Surviving art and artifacts from the stone age tell us that early homo-sapiens were very primitive hunter-gatherer tribes who probably didn't even develop language skills until about 35,000 years ago when cave art first appeared in Africa. Then, starting in the middle Paleolithic, homo sapiens as a race started to slowly advance towards society, starting with the construction of simple shelters (which replaced natural shelters they used before that time) and Archeulean hand axes for hunting and simple stone scrapers for butchering.

In the upper and late Paleolithic, homo sapiens made minor technological advancements which included the lining of hearths with stone, the spear, the bow and arrow, and the oil-lamp. They also learned how to process and store food, which originally took the form of the smoking of meat, and create art, which at first took the form of cave and rock paintings and simple wood figurines of animals and the "Venus" of Willendorf.

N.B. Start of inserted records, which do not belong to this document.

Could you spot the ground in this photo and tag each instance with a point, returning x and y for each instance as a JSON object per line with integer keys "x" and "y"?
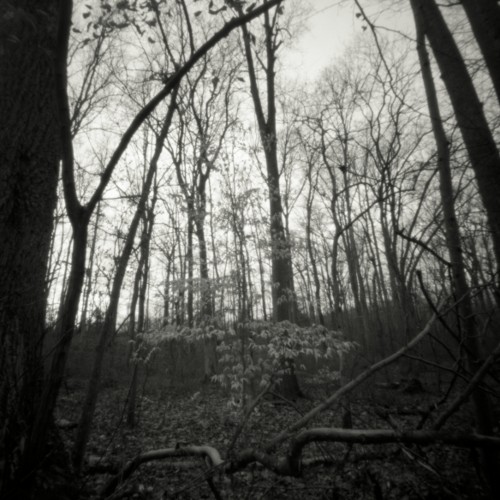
{"x": 203, "y": 416}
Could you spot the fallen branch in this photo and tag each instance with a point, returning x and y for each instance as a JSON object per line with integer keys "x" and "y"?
{"x": 368, "y": 373}
{"x": 461, "y": 398}
{"x": 183, "y": 451}
{"x": 291, "y": 464}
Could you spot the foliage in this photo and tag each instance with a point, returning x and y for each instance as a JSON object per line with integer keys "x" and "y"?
{"x": 256, "y": 352}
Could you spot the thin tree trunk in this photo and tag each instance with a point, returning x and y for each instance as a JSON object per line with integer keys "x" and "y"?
{"x": 109, "y": 324}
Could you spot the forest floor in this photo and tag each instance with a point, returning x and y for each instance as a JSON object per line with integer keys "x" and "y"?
{"x": 181, "y": 417}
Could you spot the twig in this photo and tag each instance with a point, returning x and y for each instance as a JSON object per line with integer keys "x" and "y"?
{"x": 349, "y": 387}
{"x": 248, "y": 412}
{"x": 468, "y": 390}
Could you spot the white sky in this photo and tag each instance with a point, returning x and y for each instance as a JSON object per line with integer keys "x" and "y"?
{"x": 329, "y": 29}
{"x": 331, "y": 25}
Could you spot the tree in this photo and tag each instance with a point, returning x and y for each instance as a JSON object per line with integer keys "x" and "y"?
{"x": 452, "y": 231}
{"x": 478, "y": 138}
{"x": 282, "y": 274}
{"x": 35, "y": 135}
{"x": 29, "y": 158}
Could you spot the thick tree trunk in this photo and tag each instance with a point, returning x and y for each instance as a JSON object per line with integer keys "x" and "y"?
{"x": 452, "y": 231}
{"x": 29, "y": 157}
{"x": 479, "y": 141}
{"x": 109, "y": 325}
{"x": 484, "y": 18}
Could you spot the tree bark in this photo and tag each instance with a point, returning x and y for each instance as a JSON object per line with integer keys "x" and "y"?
{"x": 452, "y": 231}
{"x": 479, "y": 141}
{"x": 29, "y": 159}
{"x": 484, "y": 18}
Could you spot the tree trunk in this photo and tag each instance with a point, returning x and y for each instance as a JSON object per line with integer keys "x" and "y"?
{"x": 29, "y": 158}
{"x": 484, "y": 18}
{"x": 109, "y": 324}
{"x": 479, "y": 141}
{"x": 452, "y": 231}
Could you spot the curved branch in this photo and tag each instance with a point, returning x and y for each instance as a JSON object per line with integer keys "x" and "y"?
{"x": 183, "y": 451}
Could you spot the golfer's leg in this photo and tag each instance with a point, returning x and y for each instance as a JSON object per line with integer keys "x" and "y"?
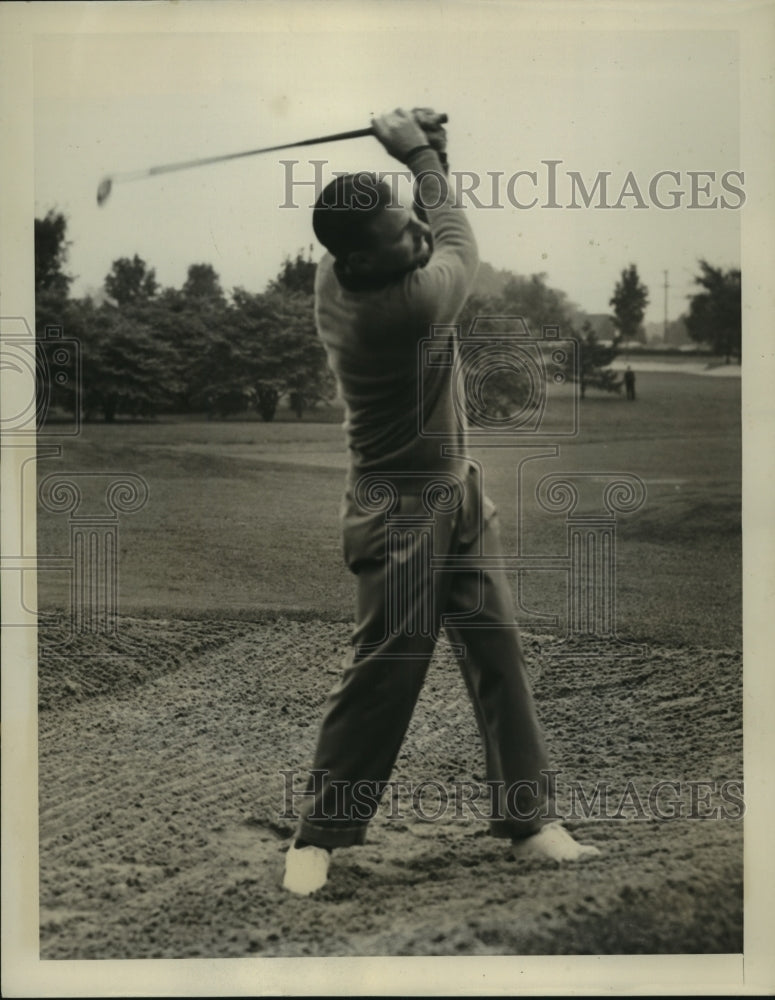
{"x": 367, "y": 714}
{"x": 494, "y": 670}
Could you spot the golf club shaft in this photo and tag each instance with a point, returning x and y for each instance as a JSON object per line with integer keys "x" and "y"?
{"x": 188, "y": 164}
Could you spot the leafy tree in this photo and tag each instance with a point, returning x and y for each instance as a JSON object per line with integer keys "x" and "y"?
{"x": 715, "y": 314}
{"x": 629, "y": 300}
{"x": 130, "y": 281}
{"x": 126, "y": 368}
{"x": 51, "y": 250}
{"x": 509, "y": 388}
{"x": 296, "y": 275}
{"x": 202, "y": 285}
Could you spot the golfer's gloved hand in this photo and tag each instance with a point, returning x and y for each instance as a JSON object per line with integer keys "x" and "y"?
{"x": 400, "y": 133}
{"x": 430, "y": 122}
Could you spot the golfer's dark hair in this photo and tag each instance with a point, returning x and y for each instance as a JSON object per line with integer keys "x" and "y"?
{"x": 345, "y": 210}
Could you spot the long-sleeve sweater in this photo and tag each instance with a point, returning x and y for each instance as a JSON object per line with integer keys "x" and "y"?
{"x": 400, "y": 411}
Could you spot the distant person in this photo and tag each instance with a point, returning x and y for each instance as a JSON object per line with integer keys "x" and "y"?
{"x": 386, "y": 279}
{"x": 629, "y": 383}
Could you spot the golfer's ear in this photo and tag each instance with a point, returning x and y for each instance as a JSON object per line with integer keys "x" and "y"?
{"x": 358, "y": 261}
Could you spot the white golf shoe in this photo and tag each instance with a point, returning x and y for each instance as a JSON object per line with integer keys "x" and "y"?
{"x": 306, "y": 869}
{"x": 553, "y": 843}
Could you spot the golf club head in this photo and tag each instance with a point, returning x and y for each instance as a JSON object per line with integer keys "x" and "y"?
{"x": 103, "y": 191}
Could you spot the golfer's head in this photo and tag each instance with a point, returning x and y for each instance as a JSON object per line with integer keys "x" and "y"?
{"x": 370, "y": 234}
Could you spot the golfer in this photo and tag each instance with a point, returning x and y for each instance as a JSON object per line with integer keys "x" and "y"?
{"x": 387, "y": 279}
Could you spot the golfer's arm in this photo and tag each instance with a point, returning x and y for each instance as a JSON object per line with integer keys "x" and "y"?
{"x": 443, "y": 285}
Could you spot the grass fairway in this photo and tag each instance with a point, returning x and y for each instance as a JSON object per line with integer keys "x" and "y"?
{"x": 242, "y": 517}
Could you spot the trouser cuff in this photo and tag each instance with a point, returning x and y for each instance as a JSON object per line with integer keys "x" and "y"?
{"x": 332, "y": 835}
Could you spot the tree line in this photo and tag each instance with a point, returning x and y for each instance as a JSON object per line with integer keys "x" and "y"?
{"x": 147, "y": 350}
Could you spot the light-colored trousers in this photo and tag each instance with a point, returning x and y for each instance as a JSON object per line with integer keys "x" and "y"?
{"x": 402, "y": 603}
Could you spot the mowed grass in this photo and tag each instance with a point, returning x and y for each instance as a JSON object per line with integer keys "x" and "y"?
{"x": 242, "y": 519}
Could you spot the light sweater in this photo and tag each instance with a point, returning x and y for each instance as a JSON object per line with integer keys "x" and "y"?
{"x": 400, "y": 412}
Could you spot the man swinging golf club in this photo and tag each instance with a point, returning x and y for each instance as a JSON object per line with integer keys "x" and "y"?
{"x": 387, "y": 278}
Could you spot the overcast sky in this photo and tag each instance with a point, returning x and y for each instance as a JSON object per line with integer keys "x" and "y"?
{"x": 596, "y": 100}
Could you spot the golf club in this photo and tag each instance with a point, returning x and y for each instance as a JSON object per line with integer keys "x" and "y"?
{"x": 106, "y": 184}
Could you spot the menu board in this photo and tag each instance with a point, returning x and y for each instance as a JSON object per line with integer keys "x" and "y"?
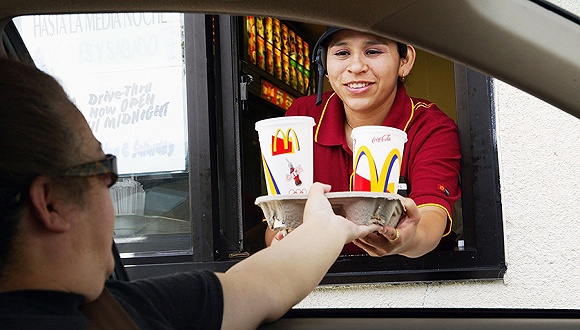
{"x": 278, "y": 50}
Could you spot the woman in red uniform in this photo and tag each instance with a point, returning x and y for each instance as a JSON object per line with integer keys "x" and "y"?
{"x": 366, "y": 73}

Then, as the glaciers started to retreat at the end of the ice age, homo sapiens started to advance rapidly in the Mesolithic where hunter-gather tribes learned that burning and clearing forest to encourage secondary growth improved feeding conditions for game animals and that dogs and goats could be domesticated. In the Neolithic, our ancestors learned how to grind stone and cultivate grains. The invention of agriculture led to the first permanent settlements and eventually villages, cities, and city states as well as to the discovery of beer. This paved the way for the early Egyptian and Sumerian civilizations, which established the concept of kingship.

A few thousand years later, bronze was discovered, probably near Ban Chiang Thailand, and was rapidly adopted by civilizations as the metal of choice as it was harder and longer lasting than cold-hammered copper. The Bronze Age saw the birth of the Minoan, Hittite, and Mycenaean civilizations and is the period where most of humanity left pre-history and entered into history with the birth of societies that had developed systems of writing almost from their birth.

Then iron was discovered, and quickly spread through Mesopotamia, Europe, and eventually Egypt. As a much stronger metal than bronze, it was quickly adopted as the metal of choice for tools, weapons, and armor, and enabled the civilizations who adopted it first, such as the Mycenaean Greeks, to quickly expand their empire. As the great civilizations spread, so did rapid advances in technology and art. By 400 BC, Greek sculptors would attain a realism in their portrayal of the human form that would not be equaled until the Italian Renaissance 2000 years later.

Artifacts from the stone age, which consist mostly of stone, bone, and early pottery, bronze age, and iron age allow us to trace the development of modern man from his first appearance as a hunter-gatherer in the lower Paleolithic to his meteoric rise to civilization in the early bronze age.